Many of the films do contain such references, for example the Russian film Devyat prolyotov vmeste by Alexander Karavayev, which quite wonderfully evokes the French New Wave, and then toward the end turns into an homage to Gus van Sant. The Belgian contribution VU also points unambiguously to the New Wave and to sixties and seventies European cinema. It seems to me that cinema in its entire history plays an important role in the lives and creative activity of these filmmakers, and they clearly express this in their work. But of course it is equally important to them to find their own voice in the films, to develop their own style. Leila Albayaty is able to do this especially in VU’s musical sequences. She is a singer herself, by the way, and will be giving a concert at the Homebase following our awards ceremony.
We’re very pleased that Sébastien Koeppel, VU’s cinematographer, worked on another film in the Shorts programme, 26.4 by Nathalie André. In the latter film he establishes even more clearly his very own, truly impressive visual language and way of working with the camera that is directly concerned with the body and physicality. Incidentally, this approach can also be seen in the third Belgian contribution, Kaïn. In 26.4 Koeppel masterfully hones in on this style – for example in the scene where a woman in biker gear is looking for her phone in a field of blackberries. The editing and the images become one here, one movement; the camera itself becomes a body, as it were. It’s really remarkable.
In Kaïn this focus on the body is also underscored by the heavy labour the main character has to perform.
Kaïn has an unbelievable energy. The film – a debut, by the way – kept going around in my head long after I saw it, and that’s exactly what I want from the cinema. If someone has to be killed on screen, if life has to be wasted, then let it at least not be for the sake of sensationalism or in the form of a casual, supposedly cool act. Show me the effects of murder and guilt. Kaïn does precisely that, in a rich green landscape of forests and fields, a setting that resonates with the theme of several of the films: nature and the outdoors.
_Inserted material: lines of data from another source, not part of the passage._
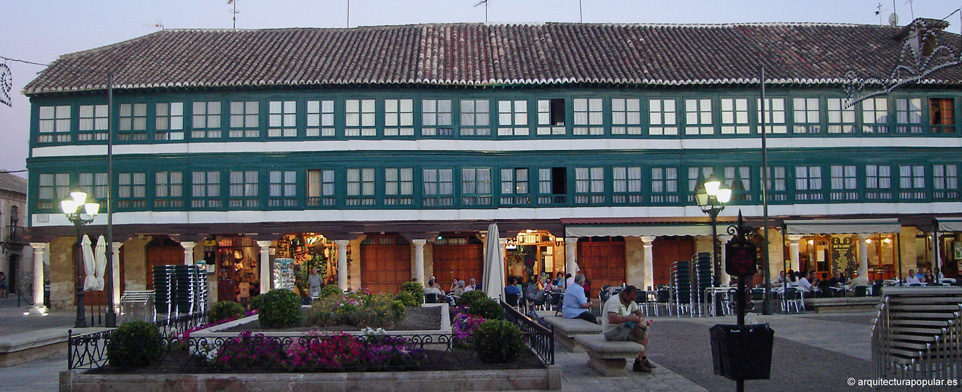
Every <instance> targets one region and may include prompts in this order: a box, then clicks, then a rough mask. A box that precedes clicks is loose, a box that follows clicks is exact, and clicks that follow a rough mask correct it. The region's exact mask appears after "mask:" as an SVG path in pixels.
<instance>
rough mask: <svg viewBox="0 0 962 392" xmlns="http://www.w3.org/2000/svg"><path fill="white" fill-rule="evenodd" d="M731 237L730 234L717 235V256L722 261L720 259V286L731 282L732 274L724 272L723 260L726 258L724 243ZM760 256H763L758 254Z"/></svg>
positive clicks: (729, 283) (730, 238) (727, 242)
mask: <svg viewBox="0 0 962 392" xmlns="http://www.w3.org/2000/svg"><path fill="white" fill-rule="evenodd" d="M731 239H732V236H730V235H720V236H718V257H721V259H722V261H721V262H722V274H721V278H722V281H721V285H722V286H729V285H730V284H731V282H732V276H731V275H729V274H727V273H725V260H726V256H725V244H727V243H728V241H731ZM762 257H763V256H761V255H759V256H758V258H759V259H761V258H762Z"/></svg>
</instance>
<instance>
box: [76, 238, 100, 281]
mask: <svg viewBox="0 0 962 392" xmlns="http://www.w3.org/2000/svg"><path fill="white" fill-rule="evenodd" d="M80 251H81V253H83V262H84V275H85V276H86V277H85V278H84V291H90V290H95V289H96V287H97V278H96V277H95V276H94V272H95V271H96V265H95V263H96V260H94V251H93V249H91V248H90V237H87V235H86V234H84V238H83V240H82V241H80Z"/></svg>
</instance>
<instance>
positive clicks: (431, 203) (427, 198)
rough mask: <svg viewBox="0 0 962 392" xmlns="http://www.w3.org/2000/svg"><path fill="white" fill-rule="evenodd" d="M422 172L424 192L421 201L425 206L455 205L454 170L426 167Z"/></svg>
mask: <svg viewBox="0 0 962 392" xmlns="http://www.w3.org/2000/svg"><path fill="white" fill-rule="evenodd" d="M422 174H423V177H422V182H423V184H424V194H423V196H422V198H421V203H422V204H423V205H424V206H425V207H441V206H444V207H448V206H453V205H454V170H452V169H424V170H423V172H422Z"/></svg>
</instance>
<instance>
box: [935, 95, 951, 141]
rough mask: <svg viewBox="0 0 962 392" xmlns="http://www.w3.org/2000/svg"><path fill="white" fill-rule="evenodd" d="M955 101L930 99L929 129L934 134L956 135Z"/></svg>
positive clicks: (945, 98) (935, 98) (947, 99)
mask: <svg viewBox="0 0 962 392" xmlns="http://www.w3.org/2000/svg"><path fill="white" fill-rule="evenodd" d="M954 108H955V100H954V99H952V98H931V99H929V125H930V126H929V129H931V132H932V133H955V109H954Z"/></svg>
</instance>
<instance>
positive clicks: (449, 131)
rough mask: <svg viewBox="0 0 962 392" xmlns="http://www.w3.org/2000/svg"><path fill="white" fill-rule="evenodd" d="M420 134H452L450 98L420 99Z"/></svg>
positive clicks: (436, 135) (443, 134) (431, 134)
mask: <svg viewBox="0 0 962 392" xmlns="http://www.w3.org/2000/svg"><path fill="white" fill-rule="evenodd" d="M472 120H474V118H472ZM421 135H423V136H451V135H453V129H452V125H451V100H450V99H425V100H423V101H421Z"/></svg>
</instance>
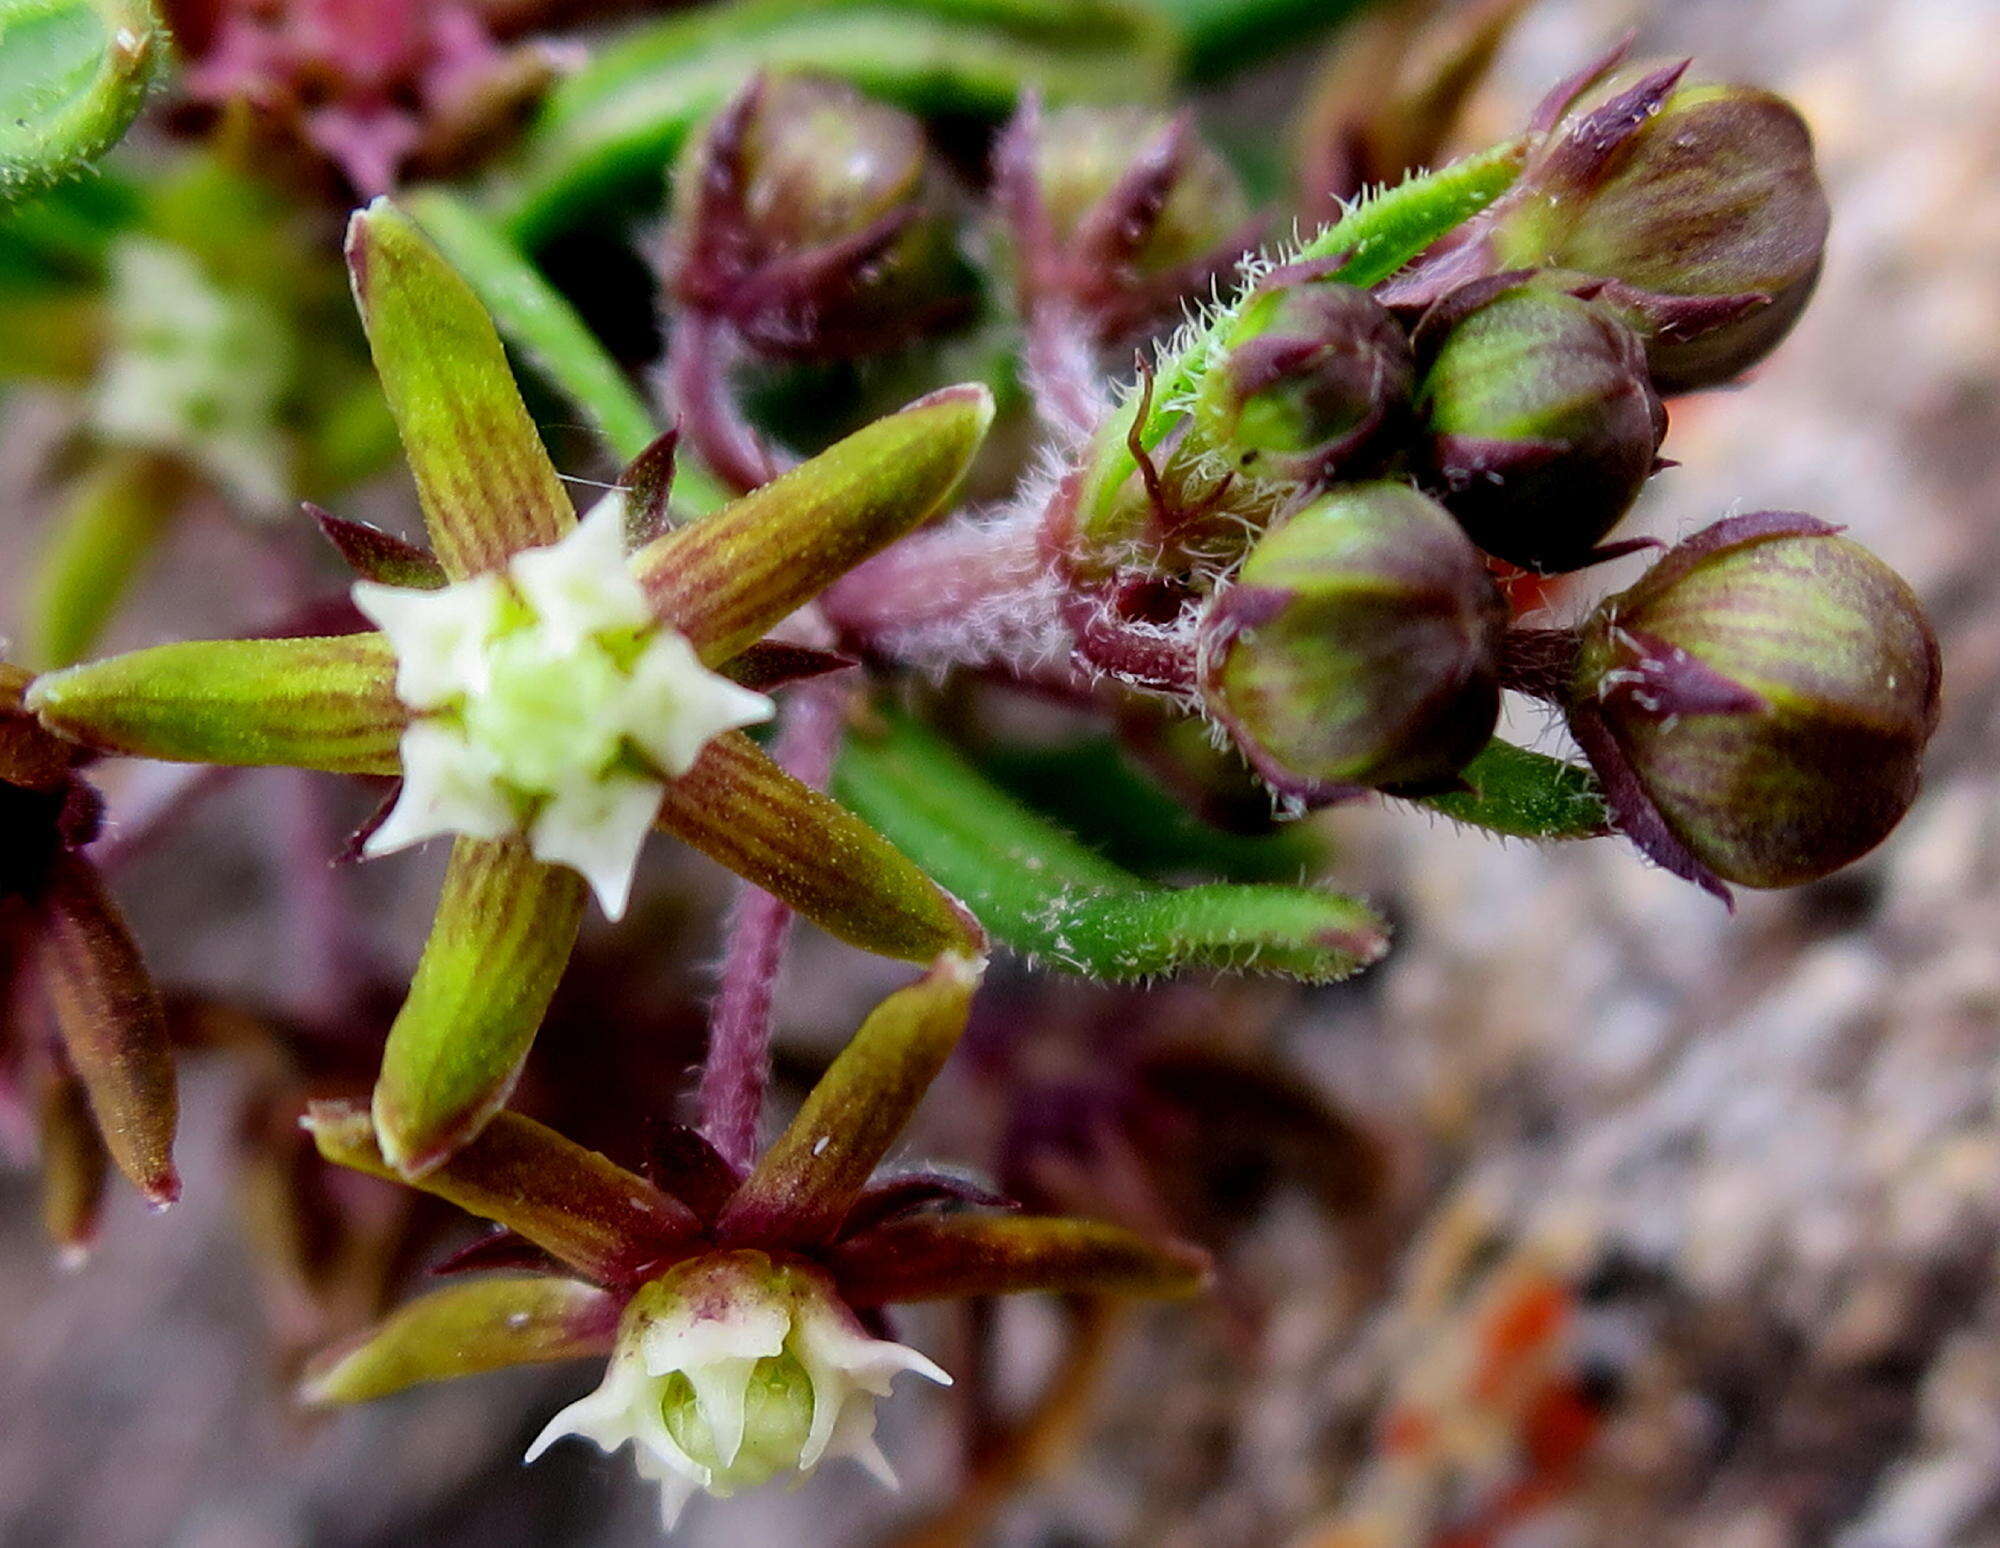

Found Footage and the Longing for Manifestation
Is there a continuity then with last year’s programme, in which nature and non-urban spaces figured in a number of films?
This is a continuing trend, yes. What is even more remarkable this year though is the increased use of found footage, which is both used as part of the mise-en-scène such as in VU and Devyat prolyotov vmeste as well as in the form of a compilation like in Pure. We were particularly pleased with the unique way in which the latter film treated the found material.
Pure almost works like a music video.
Pure certainly packs the most violence into the shortest amount of time of any film in the festival – and makes its point that way. By editing together action scenes from countless films, without drawing attention to the quantity of sources, Jacob Bricca shifts the focus to the cinematic physicality mentioned above in an entirely new way. Speaking more broadly, one could say that not only has the use of found footage emerged as one of this year’s themes, but perhaps even an increased awareness of the materiality of film. Many of the submissions we received had been treated in such a way that the video material showed signs of wear and tear.